To quantify the average inter-locus distance of each pair, only those cells in which the pair was on the same focal plane were chosen. As shown in Figure 3C, the observed mean inter-locus distances positively correlated with the DNA physical map, although there was a very high degree of variability among the four most widely spaced pairs of loci (see error bars in Figure 3C), suggesting a diversity of chromosome folding states and inter-locus distances at the kilobase to megabase scales. This is also evident in the cumulative probability plots in Figure 3D. The mean spatial distance between loci when scaled to the DNA physical map has been proposed to plot as a power law with the ∼0.3 exponent expected from an ideal fractal-globule polymer model (Wang et al., 2016). This exponent for the PR1/IDR3 20 Mb domain of chromosome 19 was measured to be 0.22 (Figure 3E), which is nearly identical to the exponent 0.21, estimated in fixed cells by FISH (Wang et al., 2016). The exponents progressively decreased as the inter-locus distance increased while the degree of variation decreased (Figure 3). The degree of variation in the observed exponent for PR1/IDR3 was less for loci spaced at 7.8 kb and 4.2 Mb. These results indicate a positive correlation between the measured inter-locus distances and the known genomic distances within 1 Mb but which deviates when they are further apart.

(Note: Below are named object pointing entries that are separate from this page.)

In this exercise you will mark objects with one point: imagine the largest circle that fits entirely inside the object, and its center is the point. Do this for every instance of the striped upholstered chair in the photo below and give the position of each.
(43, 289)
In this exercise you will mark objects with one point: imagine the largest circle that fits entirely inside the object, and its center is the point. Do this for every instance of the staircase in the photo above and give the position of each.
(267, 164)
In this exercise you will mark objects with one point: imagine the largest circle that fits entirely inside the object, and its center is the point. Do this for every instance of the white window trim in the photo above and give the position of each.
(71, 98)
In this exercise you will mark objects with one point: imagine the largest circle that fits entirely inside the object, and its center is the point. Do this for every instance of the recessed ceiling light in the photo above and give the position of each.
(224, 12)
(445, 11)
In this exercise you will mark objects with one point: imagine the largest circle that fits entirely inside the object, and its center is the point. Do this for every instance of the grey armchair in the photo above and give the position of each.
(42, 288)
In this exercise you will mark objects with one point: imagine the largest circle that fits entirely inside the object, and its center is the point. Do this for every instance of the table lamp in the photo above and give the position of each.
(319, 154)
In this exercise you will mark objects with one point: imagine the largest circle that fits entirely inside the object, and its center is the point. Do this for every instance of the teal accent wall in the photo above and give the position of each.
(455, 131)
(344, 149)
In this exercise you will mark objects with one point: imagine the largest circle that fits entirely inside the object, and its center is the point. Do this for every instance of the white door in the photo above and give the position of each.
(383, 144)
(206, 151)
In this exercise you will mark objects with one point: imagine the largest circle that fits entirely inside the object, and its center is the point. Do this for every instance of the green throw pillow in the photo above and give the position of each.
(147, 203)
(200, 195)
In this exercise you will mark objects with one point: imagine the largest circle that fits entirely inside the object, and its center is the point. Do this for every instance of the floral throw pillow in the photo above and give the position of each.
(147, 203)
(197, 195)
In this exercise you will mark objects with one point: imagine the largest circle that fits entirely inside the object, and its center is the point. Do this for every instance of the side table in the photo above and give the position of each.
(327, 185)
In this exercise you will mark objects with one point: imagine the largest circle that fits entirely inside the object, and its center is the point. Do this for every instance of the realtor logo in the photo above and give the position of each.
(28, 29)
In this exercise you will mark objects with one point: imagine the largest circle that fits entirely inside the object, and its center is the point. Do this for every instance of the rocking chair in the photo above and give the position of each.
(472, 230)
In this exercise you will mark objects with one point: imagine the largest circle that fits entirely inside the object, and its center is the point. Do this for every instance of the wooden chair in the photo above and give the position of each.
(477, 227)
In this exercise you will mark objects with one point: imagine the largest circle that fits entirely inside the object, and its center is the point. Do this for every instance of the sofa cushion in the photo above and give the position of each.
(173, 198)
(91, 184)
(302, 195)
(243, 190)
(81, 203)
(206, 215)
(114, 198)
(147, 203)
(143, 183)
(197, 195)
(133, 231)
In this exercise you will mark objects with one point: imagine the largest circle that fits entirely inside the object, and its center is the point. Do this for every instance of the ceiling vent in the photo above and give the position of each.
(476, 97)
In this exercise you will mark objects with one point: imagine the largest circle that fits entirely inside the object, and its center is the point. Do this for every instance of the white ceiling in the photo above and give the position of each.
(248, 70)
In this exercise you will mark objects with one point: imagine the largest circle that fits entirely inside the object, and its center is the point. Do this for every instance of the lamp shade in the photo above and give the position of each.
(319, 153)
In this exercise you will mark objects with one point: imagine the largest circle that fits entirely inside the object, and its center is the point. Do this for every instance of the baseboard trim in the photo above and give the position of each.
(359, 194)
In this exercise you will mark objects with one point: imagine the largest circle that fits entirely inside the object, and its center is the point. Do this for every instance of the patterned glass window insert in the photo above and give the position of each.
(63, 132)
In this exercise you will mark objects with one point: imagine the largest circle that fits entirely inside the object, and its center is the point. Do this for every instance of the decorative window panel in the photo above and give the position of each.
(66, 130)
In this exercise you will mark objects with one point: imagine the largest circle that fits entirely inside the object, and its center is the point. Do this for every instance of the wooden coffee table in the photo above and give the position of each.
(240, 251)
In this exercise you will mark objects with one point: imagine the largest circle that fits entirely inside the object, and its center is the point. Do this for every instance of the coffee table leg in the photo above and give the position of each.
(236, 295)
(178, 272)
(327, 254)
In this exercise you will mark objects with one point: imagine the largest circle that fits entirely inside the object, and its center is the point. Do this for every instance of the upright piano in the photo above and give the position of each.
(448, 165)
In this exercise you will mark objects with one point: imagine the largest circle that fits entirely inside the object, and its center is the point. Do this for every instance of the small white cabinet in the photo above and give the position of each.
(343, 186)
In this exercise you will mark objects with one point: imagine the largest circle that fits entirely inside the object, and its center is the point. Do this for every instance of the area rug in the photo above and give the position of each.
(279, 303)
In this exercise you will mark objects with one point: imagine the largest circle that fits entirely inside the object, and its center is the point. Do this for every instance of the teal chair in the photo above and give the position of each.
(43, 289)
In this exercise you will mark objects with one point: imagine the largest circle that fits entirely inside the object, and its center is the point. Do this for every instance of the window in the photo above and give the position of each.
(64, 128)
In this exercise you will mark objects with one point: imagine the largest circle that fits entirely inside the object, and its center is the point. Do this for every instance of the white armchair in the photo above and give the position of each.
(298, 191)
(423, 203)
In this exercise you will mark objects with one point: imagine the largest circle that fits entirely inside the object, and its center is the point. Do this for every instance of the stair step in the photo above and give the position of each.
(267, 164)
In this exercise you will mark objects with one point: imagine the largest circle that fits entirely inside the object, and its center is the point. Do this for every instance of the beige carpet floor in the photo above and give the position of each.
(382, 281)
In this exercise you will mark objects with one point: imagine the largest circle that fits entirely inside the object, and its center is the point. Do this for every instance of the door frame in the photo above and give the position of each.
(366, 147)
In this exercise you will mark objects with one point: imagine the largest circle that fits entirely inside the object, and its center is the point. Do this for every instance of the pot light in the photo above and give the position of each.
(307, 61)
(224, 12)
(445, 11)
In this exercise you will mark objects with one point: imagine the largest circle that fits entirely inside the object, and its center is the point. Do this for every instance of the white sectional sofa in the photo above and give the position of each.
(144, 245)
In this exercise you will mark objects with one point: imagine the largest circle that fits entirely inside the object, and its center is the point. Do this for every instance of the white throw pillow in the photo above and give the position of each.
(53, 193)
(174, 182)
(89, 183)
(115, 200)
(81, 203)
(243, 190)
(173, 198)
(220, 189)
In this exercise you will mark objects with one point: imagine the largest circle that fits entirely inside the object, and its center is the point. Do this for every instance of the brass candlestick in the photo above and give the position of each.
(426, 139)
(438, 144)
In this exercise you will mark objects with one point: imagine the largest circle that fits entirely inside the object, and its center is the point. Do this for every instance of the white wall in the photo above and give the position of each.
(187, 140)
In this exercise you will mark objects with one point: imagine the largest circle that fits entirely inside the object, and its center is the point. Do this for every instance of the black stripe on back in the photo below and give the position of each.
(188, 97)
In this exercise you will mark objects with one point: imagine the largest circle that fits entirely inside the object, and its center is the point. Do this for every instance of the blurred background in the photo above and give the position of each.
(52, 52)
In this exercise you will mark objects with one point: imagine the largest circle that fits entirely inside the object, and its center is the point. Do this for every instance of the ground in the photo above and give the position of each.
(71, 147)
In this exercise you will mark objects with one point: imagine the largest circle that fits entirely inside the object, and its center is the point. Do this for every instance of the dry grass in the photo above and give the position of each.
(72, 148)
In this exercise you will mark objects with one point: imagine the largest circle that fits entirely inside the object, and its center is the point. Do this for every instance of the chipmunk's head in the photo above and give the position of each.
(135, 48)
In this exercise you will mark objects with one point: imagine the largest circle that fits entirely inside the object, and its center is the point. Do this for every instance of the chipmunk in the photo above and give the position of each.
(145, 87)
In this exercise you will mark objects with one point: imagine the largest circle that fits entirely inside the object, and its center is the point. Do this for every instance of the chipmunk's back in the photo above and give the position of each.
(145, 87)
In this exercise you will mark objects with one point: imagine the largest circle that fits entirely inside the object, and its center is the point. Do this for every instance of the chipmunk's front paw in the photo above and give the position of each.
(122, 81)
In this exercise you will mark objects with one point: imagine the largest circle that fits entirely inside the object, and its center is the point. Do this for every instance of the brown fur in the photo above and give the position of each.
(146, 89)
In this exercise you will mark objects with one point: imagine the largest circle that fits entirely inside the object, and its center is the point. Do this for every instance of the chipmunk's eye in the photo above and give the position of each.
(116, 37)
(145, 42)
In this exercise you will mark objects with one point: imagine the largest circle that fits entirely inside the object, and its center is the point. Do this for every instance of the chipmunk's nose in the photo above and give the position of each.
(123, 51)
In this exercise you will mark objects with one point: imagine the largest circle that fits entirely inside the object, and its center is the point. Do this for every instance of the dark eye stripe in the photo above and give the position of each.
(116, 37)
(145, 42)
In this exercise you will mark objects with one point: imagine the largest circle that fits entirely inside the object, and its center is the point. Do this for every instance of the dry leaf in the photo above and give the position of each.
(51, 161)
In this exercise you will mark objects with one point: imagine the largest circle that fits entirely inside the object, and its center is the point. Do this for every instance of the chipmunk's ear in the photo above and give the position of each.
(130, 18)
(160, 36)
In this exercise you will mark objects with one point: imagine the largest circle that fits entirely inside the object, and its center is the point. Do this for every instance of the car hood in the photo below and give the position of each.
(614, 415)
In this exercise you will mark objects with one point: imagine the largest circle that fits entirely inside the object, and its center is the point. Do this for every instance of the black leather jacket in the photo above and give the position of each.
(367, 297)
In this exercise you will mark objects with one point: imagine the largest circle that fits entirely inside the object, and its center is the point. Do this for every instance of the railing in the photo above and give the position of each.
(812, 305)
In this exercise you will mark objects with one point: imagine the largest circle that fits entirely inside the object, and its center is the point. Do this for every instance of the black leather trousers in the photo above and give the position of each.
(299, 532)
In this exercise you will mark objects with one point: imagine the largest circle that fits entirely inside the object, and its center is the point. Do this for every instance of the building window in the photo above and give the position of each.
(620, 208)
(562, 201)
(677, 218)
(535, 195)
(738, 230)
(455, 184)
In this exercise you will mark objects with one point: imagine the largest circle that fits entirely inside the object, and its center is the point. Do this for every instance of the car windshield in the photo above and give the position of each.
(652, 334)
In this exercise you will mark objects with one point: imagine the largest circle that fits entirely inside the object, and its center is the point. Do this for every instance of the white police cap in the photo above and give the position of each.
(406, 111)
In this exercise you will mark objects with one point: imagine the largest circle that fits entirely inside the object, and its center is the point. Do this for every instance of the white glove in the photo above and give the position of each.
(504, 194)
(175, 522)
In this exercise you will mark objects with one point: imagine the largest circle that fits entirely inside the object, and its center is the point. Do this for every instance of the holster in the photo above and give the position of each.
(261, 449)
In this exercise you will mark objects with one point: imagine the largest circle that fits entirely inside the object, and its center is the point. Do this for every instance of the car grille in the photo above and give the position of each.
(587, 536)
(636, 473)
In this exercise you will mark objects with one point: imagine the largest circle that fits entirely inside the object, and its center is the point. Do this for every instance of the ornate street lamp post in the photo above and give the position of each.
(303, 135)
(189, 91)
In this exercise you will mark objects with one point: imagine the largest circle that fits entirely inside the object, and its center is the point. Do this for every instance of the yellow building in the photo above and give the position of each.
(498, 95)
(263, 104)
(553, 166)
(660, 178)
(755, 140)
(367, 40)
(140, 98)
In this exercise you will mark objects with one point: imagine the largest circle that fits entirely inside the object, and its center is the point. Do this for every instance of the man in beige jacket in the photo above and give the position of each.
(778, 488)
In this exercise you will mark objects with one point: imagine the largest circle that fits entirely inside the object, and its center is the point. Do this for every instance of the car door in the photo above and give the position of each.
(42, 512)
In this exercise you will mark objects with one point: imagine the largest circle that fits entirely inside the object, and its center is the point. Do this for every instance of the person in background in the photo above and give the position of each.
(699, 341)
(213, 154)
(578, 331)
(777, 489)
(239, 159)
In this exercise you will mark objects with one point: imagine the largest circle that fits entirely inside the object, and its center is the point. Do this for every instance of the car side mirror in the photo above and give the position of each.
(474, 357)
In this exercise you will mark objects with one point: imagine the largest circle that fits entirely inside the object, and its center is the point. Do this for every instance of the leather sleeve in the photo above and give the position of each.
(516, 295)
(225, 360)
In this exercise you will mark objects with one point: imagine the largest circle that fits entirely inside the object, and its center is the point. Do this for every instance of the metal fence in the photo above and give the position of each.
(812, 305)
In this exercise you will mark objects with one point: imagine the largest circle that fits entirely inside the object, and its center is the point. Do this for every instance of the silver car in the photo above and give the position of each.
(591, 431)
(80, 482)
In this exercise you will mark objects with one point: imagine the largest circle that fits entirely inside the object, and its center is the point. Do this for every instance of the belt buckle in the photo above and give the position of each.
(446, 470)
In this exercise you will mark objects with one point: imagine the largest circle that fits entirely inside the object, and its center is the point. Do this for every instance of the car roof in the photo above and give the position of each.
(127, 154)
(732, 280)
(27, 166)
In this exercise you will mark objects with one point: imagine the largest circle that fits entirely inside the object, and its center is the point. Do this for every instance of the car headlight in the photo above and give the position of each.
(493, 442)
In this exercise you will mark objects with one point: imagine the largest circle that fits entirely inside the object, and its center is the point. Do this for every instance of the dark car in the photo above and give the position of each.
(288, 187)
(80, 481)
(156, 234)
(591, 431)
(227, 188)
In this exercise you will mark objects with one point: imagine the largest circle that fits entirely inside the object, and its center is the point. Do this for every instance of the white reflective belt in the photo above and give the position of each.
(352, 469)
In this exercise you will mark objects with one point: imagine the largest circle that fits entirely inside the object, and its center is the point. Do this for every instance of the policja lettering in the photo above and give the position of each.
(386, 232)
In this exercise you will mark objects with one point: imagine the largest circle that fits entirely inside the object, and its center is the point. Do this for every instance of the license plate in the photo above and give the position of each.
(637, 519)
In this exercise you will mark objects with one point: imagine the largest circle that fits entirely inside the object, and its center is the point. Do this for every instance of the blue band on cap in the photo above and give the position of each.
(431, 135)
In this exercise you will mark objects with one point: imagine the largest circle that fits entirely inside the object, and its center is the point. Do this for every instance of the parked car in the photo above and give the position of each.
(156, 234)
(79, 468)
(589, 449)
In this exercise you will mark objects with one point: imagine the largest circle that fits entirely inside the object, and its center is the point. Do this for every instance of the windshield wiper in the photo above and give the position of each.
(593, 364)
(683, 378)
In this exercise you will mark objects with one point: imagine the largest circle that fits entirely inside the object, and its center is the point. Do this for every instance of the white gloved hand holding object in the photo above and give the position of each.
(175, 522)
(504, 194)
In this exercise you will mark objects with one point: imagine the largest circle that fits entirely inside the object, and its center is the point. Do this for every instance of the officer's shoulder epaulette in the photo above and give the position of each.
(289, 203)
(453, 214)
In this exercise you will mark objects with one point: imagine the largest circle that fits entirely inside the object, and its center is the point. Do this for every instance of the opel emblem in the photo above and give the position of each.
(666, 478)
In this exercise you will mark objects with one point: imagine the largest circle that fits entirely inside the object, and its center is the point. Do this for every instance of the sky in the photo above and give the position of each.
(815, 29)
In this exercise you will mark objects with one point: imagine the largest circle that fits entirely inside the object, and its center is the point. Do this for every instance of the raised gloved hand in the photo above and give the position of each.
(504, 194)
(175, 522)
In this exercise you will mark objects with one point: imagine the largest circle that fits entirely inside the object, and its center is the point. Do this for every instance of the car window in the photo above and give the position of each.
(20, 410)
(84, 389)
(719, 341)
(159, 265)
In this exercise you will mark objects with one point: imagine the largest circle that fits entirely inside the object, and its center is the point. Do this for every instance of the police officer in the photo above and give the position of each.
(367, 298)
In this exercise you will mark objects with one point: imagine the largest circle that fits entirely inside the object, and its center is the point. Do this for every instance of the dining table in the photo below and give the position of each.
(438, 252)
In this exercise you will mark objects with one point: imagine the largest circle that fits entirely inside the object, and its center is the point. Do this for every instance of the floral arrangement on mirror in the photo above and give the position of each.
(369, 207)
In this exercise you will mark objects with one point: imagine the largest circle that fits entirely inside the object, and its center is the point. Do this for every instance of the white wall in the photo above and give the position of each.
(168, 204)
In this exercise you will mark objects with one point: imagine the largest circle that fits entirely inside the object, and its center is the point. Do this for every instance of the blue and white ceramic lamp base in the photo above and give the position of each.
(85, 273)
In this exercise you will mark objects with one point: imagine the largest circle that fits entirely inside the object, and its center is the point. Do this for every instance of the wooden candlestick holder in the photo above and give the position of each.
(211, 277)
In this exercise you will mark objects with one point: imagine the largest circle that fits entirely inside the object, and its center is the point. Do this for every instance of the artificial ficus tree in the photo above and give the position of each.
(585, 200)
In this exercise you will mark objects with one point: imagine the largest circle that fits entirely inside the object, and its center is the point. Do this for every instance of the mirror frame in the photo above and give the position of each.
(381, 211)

Spatial Distance and Dynamics of a Pair of Loci in Single Cells
For the 4.6 kb-spaced IDR2/IDR3 loci (Figure 4A), the measured distance (DIDR2/IDR3) ranged from 20 nm to 350 nm in the cell population (Figure 4B). In addition to this extensive variation in the inter-locus distance, we also observed major differences in the dynamic properties of this locus pair. Figures 4C, Movie S1 and Figure 4D, Movie S2 show tracking of IDR2 and IDR3 over time in two different cells. It can be seen that both the range of movements of the site is distinctly greater in cell 2 than cell 1. The trajectory radii for IDR2 (RIDR2) and IDR3 (RIDR3) were 68 nm and 72 nm respectively in cell 1 (Figure 4C), while they were 153 nm for IDR2 and 180 nm for IDR3 in cell 2 (Figure 4D). The measured distance DIDR2/IDR3 ranged from 20-300 nm in cell 2, and 25-110 nm in cell 1 (Figure 4E), which are similar on the minimal distance but remarkably different of maximal distance. To measure the relative local movements of this pair of loci, one (IDR2) was used as a spatial reference and the relative motion of the other (IDR3) (RIDR2/IDR3 in Figure 4F) as well as the relative angles were determined as a function of time (θR in Figure 4J and 4K). The relative trajectory radii of the IDR2 and IDR3 pair was 25 nm in cell 1and 143 nm in cell 2, indicating higher local dynamics of this chromosomal site in the latter (Figure 4G). To measure the movement of the IDR2/IDR3-spanning genomic region itself, the trajectory radius of the centroid (Rc) was calculated (Figure 4H). As shown in Figure 4I, Rc in cell 1 was 69 nm and 151 nm in cell 2, indicating a higher mobility of this domain in the latter.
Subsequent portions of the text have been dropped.